Rotation method: Rotation method makes it more reliable to understand the
output. Eigenvalues do not affect the rotation method, but the rotation
method affects the Eigenvalues or percentage of variance extracted. There are
a number of rotation methods available: (1) No rotation method, (2) Varimax
rotation method, (3) Quartimax rotation method, (4) Direct oblimin rotation
method, and (5) Promax rotation method. Each of these can be easily selected
in SPSS, and we can compare our variance explained by those particular
methods.
Assumptions:
1. No outlier: Assume that there are no outliers in data.
2. Adequate sample size: The case must be greater than the factor.
3. No perfect multicollinearity: Factor analysis is an interdependency
technique. There should not be perfect multicollinearity between the
variables.
4. Homoscedasticity: Since factor analysis is a linear function of measured
variables, it does not require homoscedasticity between the variables.

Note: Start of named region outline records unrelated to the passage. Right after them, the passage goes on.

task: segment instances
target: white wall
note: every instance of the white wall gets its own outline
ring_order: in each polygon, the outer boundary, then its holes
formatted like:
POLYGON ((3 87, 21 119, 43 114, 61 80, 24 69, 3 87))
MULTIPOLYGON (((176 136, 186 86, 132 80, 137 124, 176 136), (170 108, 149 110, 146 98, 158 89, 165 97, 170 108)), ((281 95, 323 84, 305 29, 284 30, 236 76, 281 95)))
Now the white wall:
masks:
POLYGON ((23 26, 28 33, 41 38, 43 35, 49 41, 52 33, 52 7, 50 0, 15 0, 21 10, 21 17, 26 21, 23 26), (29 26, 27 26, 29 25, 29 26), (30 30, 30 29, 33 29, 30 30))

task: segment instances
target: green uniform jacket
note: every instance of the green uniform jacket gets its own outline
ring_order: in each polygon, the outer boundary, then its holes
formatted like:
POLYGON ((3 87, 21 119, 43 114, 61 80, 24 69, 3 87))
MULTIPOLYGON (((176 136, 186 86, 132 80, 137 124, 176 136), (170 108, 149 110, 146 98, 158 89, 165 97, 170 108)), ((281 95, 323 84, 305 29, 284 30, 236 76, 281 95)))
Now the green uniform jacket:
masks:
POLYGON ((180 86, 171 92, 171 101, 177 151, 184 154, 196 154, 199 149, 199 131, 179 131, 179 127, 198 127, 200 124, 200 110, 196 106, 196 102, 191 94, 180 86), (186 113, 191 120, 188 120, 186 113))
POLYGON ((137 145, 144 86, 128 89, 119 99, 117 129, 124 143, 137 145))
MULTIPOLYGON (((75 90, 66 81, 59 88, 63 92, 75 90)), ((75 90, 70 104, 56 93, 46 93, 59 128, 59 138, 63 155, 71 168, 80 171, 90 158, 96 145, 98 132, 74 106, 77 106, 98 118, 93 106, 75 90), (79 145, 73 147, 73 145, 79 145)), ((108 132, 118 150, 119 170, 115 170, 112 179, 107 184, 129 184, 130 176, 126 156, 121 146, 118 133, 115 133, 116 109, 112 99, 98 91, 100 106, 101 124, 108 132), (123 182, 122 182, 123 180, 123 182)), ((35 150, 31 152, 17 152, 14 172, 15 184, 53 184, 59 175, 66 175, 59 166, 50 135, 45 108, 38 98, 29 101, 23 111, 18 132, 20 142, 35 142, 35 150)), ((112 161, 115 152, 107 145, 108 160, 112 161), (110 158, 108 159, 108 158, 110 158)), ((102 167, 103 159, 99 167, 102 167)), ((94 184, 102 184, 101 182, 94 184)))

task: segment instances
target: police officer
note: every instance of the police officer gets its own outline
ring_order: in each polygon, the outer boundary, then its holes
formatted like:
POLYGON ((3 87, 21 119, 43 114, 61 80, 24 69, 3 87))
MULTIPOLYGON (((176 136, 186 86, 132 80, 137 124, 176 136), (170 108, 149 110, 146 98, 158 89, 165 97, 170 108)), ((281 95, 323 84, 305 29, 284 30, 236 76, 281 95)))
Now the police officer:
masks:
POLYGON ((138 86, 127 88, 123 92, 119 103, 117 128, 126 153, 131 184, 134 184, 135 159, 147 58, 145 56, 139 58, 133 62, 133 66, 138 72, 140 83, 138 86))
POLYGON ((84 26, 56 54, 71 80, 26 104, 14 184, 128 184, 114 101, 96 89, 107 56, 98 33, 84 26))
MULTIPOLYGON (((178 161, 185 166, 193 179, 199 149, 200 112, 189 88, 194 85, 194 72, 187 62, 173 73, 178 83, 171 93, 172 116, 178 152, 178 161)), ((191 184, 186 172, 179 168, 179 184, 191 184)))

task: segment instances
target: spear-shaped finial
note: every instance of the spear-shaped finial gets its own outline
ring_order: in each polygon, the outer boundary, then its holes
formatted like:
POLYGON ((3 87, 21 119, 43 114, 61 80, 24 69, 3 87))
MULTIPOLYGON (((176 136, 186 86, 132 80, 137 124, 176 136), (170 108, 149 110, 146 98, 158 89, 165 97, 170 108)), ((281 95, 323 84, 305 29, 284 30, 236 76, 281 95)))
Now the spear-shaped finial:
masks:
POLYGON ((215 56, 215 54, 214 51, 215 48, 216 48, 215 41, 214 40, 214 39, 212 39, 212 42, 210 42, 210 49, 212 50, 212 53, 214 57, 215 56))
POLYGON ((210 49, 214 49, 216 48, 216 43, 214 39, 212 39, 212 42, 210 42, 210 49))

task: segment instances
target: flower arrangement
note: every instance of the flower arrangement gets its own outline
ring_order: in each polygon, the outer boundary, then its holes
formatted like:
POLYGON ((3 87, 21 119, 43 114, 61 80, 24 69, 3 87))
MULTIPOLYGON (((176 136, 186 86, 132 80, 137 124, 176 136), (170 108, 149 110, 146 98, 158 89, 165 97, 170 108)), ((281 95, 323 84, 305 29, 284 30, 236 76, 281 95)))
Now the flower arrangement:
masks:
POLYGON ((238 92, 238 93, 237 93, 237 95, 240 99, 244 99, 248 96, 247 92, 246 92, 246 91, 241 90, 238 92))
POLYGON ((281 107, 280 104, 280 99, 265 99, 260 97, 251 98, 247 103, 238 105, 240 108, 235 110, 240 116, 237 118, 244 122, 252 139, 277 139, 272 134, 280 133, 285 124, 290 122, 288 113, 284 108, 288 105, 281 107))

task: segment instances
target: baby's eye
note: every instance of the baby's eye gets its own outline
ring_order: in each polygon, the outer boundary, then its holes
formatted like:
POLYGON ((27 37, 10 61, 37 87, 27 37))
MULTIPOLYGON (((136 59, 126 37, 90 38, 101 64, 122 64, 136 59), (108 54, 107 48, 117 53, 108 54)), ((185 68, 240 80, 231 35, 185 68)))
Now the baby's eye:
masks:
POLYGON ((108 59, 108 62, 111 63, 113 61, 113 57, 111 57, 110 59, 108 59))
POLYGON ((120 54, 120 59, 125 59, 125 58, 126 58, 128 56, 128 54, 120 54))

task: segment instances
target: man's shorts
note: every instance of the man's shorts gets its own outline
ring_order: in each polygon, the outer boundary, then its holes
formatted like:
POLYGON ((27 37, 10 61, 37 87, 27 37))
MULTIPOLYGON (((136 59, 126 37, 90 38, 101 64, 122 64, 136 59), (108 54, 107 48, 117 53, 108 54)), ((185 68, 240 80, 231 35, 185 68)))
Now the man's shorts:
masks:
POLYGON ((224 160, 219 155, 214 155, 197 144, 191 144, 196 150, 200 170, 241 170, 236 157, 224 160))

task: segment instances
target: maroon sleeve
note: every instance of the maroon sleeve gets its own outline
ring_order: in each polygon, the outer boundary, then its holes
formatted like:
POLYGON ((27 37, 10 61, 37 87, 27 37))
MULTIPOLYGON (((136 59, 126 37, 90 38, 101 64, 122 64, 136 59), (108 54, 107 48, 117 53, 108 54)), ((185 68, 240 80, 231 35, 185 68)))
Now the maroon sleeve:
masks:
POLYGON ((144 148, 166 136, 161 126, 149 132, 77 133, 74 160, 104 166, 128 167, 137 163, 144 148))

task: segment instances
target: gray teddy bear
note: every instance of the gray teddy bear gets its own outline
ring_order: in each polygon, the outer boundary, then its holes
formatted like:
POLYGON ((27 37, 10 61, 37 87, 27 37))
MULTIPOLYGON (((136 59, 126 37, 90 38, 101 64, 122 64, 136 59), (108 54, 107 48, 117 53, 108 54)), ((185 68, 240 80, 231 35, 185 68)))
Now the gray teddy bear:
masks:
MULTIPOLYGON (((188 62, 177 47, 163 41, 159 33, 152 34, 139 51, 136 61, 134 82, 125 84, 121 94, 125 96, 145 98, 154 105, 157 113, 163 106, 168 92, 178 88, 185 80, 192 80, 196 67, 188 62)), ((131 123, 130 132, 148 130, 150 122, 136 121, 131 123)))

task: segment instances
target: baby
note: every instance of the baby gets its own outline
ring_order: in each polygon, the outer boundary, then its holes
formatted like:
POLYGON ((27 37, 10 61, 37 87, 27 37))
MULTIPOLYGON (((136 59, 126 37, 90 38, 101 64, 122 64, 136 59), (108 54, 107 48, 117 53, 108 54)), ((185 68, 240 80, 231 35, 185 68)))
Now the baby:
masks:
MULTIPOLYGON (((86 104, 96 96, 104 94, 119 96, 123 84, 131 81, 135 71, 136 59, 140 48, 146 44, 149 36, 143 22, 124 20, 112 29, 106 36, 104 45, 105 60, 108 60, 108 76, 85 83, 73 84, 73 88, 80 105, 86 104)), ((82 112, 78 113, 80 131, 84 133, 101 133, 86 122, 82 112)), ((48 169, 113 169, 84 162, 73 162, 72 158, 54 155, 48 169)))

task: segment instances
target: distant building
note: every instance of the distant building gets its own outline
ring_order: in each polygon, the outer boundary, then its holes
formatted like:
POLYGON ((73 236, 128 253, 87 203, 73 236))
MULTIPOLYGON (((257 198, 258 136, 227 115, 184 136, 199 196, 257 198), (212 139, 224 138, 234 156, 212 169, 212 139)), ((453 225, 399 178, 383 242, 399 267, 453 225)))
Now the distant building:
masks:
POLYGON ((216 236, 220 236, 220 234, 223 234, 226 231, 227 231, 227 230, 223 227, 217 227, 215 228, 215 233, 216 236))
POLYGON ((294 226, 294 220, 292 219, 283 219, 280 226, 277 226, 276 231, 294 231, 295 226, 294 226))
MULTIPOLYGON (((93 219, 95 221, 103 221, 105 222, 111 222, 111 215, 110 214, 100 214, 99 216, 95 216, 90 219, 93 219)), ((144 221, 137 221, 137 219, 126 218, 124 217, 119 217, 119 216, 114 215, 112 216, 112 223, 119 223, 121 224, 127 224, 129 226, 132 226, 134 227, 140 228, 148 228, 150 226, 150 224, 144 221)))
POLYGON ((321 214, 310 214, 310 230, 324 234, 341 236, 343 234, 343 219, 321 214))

5. Linearity: Factor analysis is also based on linearity assumption. Non-linear
variables can also be used. After transfer, however, it changes into linear
variable.
6. Interval Data: Interval data are assumed.
Key concepts and terms:
Exploratory factor analysis: Assumes that any indicator or variable may be
associated with any factor. This is the most common factor analysis used by
researchers and it is not based on any prior theory.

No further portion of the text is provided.